A Unique Design for Every Book
We love the work our authors put into their book covers, and we want to show them off. The new header design uses the colours of your cover to create a rich and vibrant backdrop for your book. Every book on Tablo now looks and feels unique, and the effect it has on a reader is astounding.
With a design that's so heavily based on your colours, your book now has a very visual personality. A crime mystery novel now feels like a crime mystery novel. A romance feels like a romance, and a thriller feels like a thriller. I'm finding myself obsessed with clicking onto new books to see what they look like. It's by far my favourite part of the new reading experience.
Night Mode & Font Controls
Comfort and accessibility have been two key areas of focus for the new reader. We've worked hard to pick the perfect font sizes and colour palettes to make reading as comfortable as possible. Even though it might look like you're reading black text on a white background, you're actually looking at a dark grey. A dark grey proved to be far more comfortable on the eye during long reading sessions. It's now super easy to toggle a font size up or down too, to make your stories accessible to any reader.

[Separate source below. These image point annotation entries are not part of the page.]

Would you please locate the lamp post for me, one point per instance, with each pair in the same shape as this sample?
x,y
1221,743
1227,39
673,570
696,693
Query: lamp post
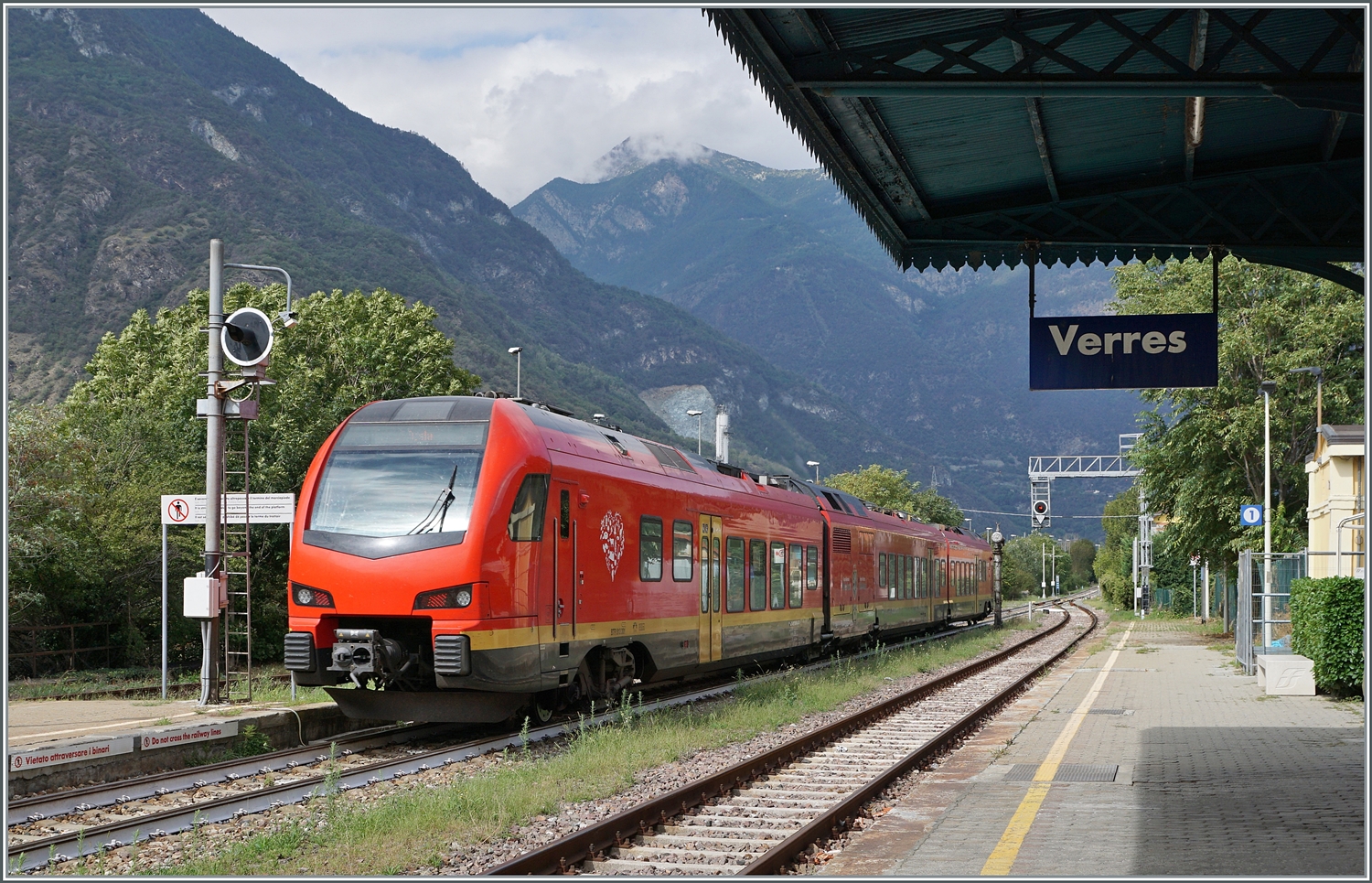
x,y
998,544
519,364
1268,387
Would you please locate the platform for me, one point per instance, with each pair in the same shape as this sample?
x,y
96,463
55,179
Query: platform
x,y
1169,762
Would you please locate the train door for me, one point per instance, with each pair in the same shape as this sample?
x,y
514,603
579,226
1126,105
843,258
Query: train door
x,y
711,619
826,583
560,575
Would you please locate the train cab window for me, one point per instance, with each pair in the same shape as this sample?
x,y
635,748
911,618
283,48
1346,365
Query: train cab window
x,y
526,522
650,548
778,570
757,576
682,534
734,566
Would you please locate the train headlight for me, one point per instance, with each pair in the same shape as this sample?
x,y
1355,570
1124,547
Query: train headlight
x,y
307,597
445,599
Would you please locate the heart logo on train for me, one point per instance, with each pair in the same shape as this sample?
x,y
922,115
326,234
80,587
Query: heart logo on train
x,y
612,542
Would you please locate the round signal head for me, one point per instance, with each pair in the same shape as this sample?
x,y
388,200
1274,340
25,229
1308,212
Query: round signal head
x,y
246,337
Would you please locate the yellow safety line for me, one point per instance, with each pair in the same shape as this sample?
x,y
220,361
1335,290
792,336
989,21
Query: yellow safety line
x,y
1007,849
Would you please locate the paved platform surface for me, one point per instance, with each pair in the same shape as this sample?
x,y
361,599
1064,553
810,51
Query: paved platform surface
x,y
1213,778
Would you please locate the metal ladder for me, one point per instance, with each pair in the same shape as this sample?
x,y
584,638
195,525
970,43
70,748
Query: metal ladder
x,y
238,566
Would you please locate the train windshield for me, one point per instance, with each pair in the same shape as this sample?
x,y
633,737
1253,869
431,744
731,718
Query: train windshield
x,y
394,479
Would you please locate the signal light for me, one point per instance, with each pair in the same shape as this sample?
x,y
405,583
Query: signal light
x,y
246,337
445,599
307,597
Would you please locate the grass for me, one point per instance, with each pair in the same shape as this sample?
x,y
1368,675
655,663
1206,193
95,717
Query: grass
x,y
592,764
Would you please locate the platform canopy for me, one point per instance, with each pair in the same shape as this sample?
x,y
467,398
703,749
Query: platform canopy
x,y
971,136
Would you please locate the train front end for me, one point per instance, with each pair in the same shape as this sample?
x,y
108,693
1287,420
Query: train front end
x,y
391,584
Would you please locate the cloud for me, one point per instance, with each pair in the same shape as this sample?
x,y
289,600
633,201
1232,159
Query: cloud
x,y
524,95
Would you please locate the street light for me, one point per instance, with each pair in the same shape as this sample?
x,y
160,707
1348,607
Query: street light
x,y
519,362
1268,387
1319,392
696,414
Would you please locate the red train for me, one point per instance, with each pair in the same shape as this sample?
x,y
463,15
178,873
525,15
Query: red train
x,y
466,558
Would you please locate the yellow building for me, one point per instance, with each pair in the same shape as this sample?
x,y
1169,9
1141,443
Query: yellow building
x,y
1335,470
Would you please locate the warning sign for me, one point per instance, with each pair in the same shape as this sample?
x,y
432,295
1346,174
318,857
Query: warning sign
x,y
261,509
200,732
48,756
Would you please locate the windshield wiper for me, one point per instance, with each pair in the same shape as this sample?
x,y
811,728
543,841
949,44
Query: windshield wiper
x,y
438,510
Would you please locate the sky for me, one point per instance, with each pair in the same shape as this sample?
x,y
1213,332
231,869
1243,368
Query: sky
x,y
524,95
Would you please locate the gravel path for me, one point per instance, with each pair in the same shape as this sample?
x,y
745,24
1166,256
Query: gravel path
x,y
167,853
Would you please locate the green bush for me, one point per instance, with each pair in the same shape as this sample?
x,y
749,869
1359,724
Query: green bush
x,y
1327,627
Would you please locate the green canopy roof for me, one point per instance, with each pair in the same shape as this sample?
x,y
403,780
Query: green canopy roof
x,y
982,136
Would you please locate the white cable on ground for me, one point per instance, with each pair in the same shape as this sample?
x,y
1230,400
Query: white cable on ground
x,y
205,662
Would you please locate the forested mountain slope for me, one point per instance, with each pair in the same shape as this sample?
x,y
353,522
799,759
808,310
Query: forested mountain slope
x,y
137,135
779,261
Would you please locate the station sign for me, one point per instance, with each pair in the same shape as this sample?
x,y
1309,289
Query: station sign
x,y
85,751
1168,350
261,509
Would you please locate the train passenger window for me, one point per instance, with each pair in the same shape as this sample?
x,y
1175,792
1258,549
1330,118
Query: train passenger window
x,y
650,548
798,575
526,522
734,565
778,583
757,576
682,534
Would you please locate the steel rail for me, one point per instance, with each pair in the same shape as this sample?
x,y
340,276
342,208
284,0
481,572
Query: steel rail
x,y
92,839
110,792
829,822
584,844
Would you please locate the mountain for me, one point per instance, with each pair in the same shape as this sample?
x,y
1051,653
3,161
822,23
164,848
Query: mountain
x,y
137,135
779,261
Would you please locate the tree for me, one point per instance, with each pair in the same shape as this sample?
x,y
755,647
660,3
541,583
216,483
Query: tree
x,y
1023,570
1083,558
1202,448
889,490
1114,561
129,434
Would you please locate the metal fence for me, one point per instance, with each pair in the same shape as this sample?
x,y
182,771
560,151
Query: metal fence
x,y
1262,622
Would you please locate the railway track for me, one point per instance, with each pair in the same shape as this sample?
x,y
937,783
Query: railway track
x,y
760,816
74,823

We think night mode is going to be a great hit amongst our late-night readers (I'm one of them). Try clicking on the little moon icon in the footer. Toggling to night mode inverts the reader to shades of light and dark grey to reduce the exposure on your eye during late-night reading sessions. We also remember what mode you were reading in, so if you open a new book you won't be blinded with a flash of white light.
Automatic Bookmarking Across Devices
A reader typically has a far more complicated relationship with a book than they do with a website or a blog post. Readers on Tablo will rarely devour a book in a single sitting. Oftentimes a reading experience spans multiple days and even transcends devices. You might read a few chapters at home on the web and then finish a book on a train using the Tablo app.
Chapter Level Comments
By far the biggest piece of feedback about our old reader related to our comments platform. Disqus was never perfect – it was a remnant of our very first reader when we didn't have enough time to build something ourselves.
Today, as a part of the new reader, we've overhauled Disqus and integrated our own custom commenting platform. You can now comment on every chapter to share your thoughts and reactions. Comments are linked to your Tablo account and you'll receive email notifications for all replies.
One thing we've noticed on Tablo is that authors spend a lot of time replying with a simple 'Thank you' or an answer to a question. With the new commenting platform we've made it super easy for authors to reply directly to comments on their books. It's a workflow that's been designed around the way people already use Tablo today.